Il est fini le temps de la chasse au trésor

25 années et quelques milliers de tonnes de terre déplacées après sa régionalisation, l’archéologie part à la rencontre du public.

Le temps où les archéologues venaient se coucher devant les bulldozers de la place Saint-Lambert, à Liège, pour les empêcher de démolir des vestiges médiévaux, est définitivement révolu. À l’époque, avant 1990, les services de l’Archéologie n’étaient pas encore intégrés au service du Patrimoine et à l’Aménagement du territoire, se souvient Ghislain Geron, directeur général.
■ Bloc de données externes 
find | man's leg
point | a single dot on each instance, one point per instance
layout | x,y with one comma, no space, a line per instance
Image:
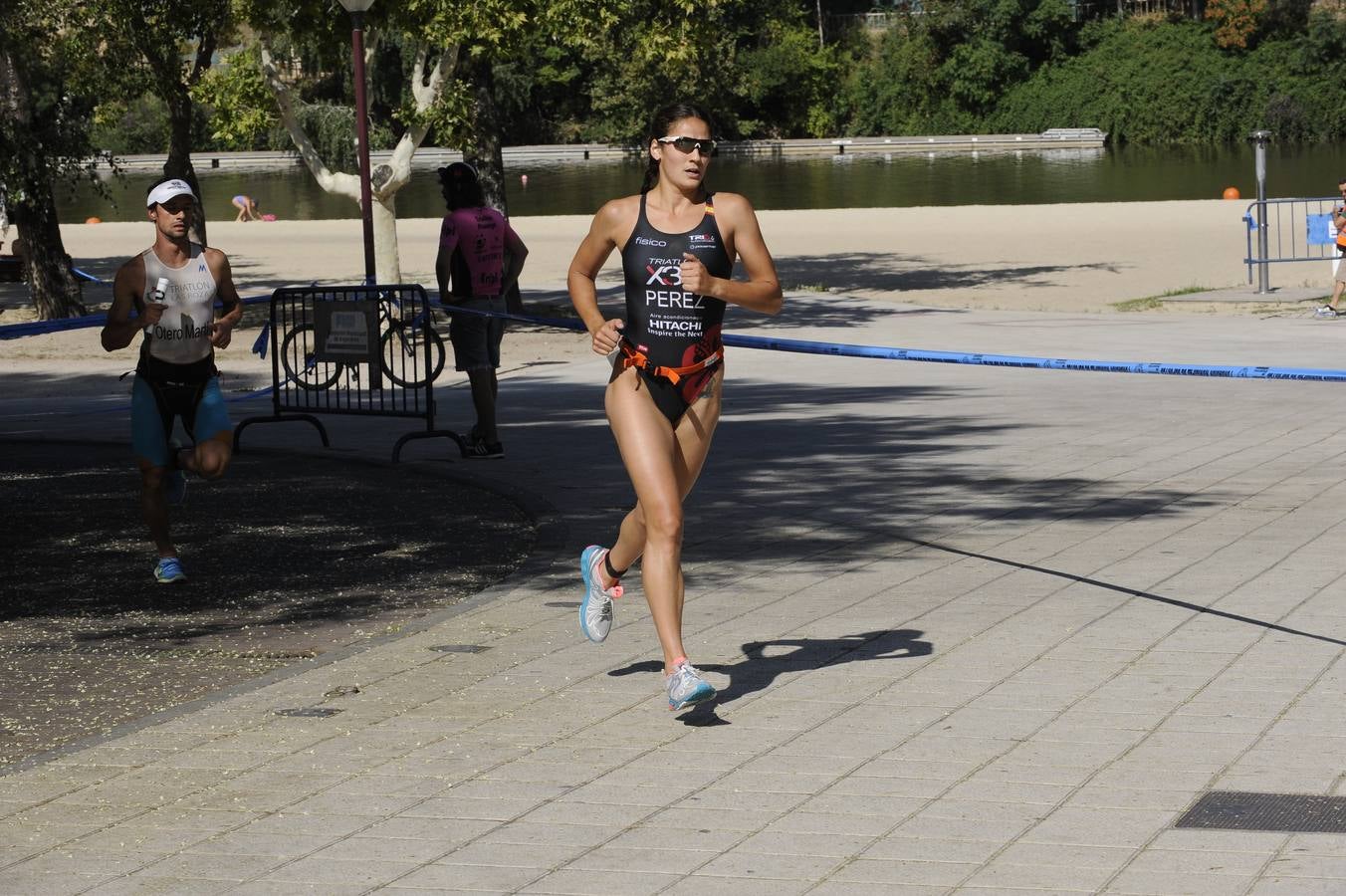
149,425
155,509
213,433
485,389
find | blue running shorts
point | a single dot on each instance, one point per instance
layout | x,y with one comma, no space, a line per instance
155,405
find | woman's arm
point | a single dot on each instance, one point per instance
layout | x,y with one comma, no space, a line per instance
581,279
762,290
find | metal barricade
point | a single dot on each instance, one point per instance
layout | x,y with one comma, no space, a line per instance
367,350
1288,230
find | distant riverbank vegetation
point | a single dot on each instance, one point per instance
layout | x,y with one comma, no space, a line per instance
769,70
81,79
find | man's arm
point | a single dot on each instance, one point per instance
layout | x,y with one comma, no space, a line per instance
443,261
517,253
121,328
232,310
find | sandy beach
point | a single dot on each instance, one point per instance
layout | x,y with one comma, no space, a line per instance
1079,259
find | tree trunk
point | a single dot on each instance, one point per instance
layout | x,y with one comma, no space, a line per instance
179,155
56,291
386,259
486,152
386,179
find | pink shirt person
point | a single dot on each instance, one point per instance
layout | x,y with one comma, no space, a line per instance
481,236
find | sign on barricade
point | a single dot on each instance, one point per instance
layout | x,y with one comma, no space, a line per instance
1288,230
367,350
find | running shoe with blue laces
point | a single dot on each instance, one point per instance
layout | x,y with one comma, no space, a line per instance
596,607
687,686
168,570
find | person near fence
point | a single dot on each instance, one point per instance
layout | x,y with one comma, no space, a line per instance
482,257
1339,222
172,287
677,241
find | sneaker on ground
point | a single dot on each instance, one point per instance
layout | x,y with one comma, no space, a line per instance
478,448
687,686
596,607
168,570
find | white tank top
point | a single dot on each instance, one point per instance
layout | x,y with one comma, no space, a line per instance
182,336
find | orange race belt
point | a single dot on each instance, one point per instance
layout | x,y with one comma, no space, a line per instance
673,374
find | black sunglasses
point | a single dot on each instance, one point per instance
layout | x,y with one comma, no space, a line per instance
687,144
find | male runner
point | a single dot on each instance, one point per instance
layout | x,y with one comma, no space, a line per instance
172,287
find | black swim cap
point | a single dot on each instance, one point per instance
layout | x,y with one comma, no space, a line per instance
458,171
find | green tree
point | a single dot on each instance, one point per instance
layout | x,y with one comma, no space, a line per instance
52,60
160,33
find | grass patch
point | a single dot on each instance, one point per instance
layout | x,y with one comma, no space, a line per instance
1151,303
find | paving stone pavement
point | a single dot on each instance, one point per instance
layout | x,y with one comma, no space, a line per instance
976,630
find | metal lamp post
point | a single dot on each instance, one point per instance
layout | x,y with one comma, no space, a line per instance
356,10
1260,138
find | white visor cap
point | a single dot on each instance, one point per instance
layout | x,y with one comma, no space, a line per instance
165,191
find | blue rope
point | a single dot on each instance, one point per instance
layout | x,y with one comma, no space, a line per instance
844,350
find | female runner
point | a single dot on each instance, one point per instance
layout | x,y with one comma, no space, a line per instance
677,241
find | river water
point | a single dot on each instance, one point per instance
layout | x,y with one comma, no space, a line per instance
852,180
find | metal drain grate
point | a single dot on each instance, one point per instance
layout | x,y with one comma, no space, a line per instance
309,712
1239,810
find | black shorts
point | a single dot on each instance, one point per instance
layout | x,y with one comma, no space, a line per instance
672,400
477,339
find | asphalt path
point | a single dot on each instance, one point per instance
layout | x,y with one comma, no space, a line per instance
290,558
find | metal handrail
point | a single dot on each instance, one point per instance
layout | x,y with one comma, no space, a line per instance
1285,224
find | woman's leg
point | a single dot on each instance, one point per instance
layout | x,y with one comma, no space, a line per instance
662,464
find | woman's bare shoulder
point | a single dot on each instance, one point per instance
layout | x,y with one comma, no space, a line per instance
616,217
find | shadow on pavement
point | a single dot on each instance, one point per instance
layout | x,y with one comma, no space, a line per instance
765,661
289,558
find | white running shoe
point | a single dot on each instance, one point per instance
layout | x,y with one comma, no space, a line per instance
596,607
687,686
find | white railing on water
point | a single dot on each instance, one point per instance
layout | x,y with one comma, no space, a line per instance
434,156
1289,230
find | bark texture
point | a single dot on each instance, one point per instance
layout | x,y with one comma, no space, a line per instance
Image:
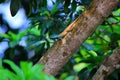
108,66
75,34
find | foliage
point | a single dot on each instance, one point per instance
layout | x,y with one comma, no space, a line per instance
26,71
47,23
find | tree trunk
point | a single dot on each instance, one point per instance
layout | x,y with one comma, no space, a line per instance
108,66
75,34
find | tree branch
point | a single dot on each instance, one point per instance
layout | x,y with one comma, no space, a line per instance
75,34
108,66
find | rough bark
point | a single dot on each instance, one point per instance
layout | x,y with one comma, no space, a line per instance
108,66
75,34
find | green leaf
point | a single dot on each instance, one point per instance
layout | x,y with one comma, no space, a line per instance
16,69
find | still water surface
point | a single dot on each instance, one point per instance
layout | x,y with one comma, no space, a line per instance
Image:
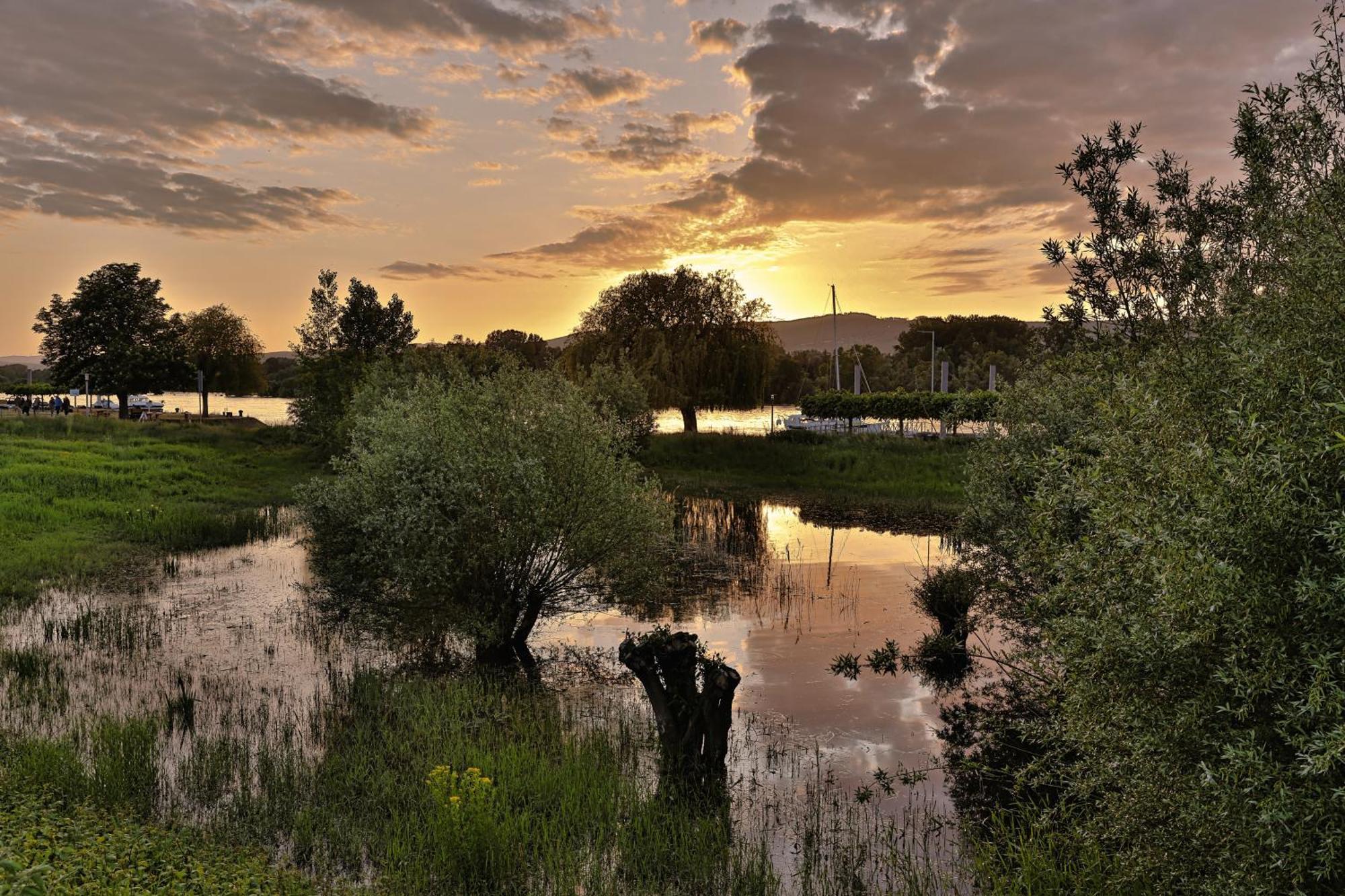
275,412
777,595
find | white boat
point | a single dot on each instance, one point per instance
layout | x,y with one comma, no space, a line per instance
798,423
134,403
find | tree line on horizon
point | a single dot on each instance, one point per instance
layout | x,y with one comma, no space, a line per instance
693,339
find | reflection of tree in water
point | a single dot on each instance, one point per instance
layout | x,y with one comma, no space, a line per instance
722,553
875,518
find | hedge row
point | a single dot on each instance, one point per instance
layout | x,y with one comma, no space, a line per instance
953,407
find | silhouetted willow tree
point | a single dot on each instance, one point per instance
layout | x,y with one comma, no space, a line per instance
337,341
696,339
225,350
119,330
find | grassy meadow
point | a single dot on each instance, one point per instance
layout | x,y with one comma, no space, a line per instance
89,497
906,477
397,780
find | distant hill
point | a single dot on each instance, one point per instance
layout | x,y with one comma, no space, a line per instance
853,329
36,362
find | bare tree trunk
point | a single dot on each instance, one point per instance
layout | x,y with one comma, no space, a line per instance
689,419
693,719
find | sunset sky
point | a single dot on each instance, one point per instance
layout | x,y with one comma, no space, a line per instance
500,163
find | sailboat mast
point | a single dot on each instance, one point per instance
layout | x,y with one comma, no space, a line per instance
836,339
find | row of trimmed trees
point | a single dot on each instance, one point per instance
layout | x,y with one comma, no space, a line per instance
950,407
118,331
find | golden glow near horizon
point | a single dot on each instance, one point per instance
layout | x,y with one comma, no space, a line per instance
501,171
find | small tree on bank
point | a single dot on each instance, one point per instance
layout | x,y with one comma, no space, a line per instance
696,339
484,506
115,327
225,352
337,341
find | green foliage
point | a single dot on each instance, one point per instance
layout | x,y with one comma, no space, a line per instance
484,505
566,810
81,497
696,339
17,880
895,478
621,399
337,341
1160,526
528,349
61,848
115,327
224,349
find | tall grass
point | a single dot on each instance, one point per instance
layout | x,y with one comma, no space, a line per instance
84,497
902,475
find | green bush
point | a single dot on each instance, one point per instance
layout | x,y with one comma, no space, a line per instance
1167,536
482,506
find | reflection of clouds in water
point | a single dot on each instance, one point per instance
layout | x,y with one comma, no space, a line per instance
783,635
237,624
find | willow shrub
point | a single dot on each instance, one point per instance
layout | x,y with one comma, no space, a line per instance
484,505
1165,534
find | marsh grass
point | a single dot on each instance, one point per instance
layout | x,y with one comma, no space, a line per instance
902,477
574,803
87,497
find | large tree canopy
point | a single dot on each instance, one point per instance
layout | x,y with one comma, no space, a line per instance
225,352
1159,525
481,505
337,341
696,339
115,327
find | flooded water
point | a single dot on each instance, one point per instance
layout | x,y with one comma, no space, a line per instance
781,598
746,423
777,595
274,412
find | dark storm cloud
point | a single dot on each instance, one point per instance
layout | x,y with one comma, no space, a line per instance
45,177
956,112
521,29
719,37
114,108
170,72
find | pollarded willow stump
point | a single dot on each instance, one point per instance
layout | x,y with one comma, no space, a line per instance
692,696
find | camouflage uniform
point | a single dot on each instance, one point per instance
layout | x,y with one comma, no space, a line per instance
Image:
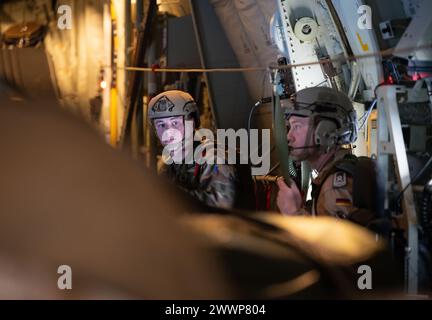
335,196
212,184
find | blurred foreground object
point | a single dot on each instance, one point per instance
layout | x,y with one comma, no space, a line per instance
66,198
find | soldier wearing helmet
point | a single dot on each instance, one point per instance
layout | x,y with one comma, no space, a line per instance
320,121
213,184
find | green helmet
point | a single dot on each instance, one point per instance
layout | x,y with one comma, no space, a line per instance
173,103
323,104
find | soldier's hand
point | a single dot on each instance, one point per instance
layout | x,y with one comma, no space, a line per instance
289,199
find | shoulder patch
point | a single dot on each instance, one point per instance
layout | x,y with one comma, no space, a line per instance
339,179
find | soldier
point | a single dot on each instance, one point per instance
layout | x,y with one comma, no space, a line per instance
213,184
320,120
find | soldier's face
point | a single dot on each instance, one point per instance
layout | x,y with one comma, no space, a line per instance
170,130
299,136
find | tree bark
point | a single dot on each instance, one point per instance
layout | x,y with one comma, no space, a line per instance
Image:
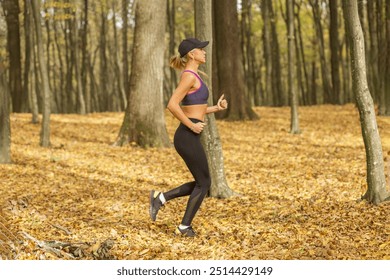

À l’époque, l’Archéologie n’était pas encore régionalisée. À l’époque, il n’y avait que huit archéologues pour l’ensemble du territoire wallon. À l’époque, c’était… la préhistoire de l’archéologie.

Pas une grande expo

Un quart de siècle plus tard, tout cela a considérablement changé et l’Archéologie wallonne, forte de ses 160 agents, célèbre ses 25 années d’autonomie. Pour l’occasion, elle aurait pu faire une grande exposition prestigieuse, à Namur, avec des pièces exceptionnelles tirées de ses réserves et provenant des différentes fouilles wallonnes. «Mais nous avons préféré aller vers les gens et multiplier les événements», explique Jean Plumier, directeur de l’Archéologie. Ce sont donc une cinquantaine d’expositions et autant d’animations, une quinzaine de balades et de festivités, des colloques, des ouvertures de chantiers qui s’égrèneront tout au long de l’année, de Montauban à Ploegsteert et de Bruxelles à Stavelot.

Les Wallons sont curieux

Parce que l’archéologie est populaire en Wallonie. «Dès qu’on fait un trou quelque part, les gens défilent pour venir voir», constate Pierre Paquet. Les écoles sont intéressées et les Wallons sont curieux, pas seulement lorsqu’ils sont en vacances à l’étranger. Même si, et c’est là le paradoxe, les archéologues peuvent aussi être considérés comme des empêcheurs de bâtir en rond…

Cela fait partie des nouvelles missions de l’archéologie: découvrir, certes, approfondir la connaissance du passé, mettre en valeur notre patrimoine mais aussi s’intégrer dans un processus d’aménagement du territoire global qui recouvre tous ces aspects.

Depuis qu’elle est régionalisée, l’archéologie s’est professionnalisée, est devenue systématique et préventive. Il est fini le temps de l’érudit local qui partait à la recherche d’un trésor, armé d’une simple pioche et d’une brouette, au gré de son inspiration. Même si, au-delà des services régionaux, il n’y a pas moins de 260 associations actives dans le secteur de l’archéologie en Wallonie. Quand on vous disait que le Wallon était curieux!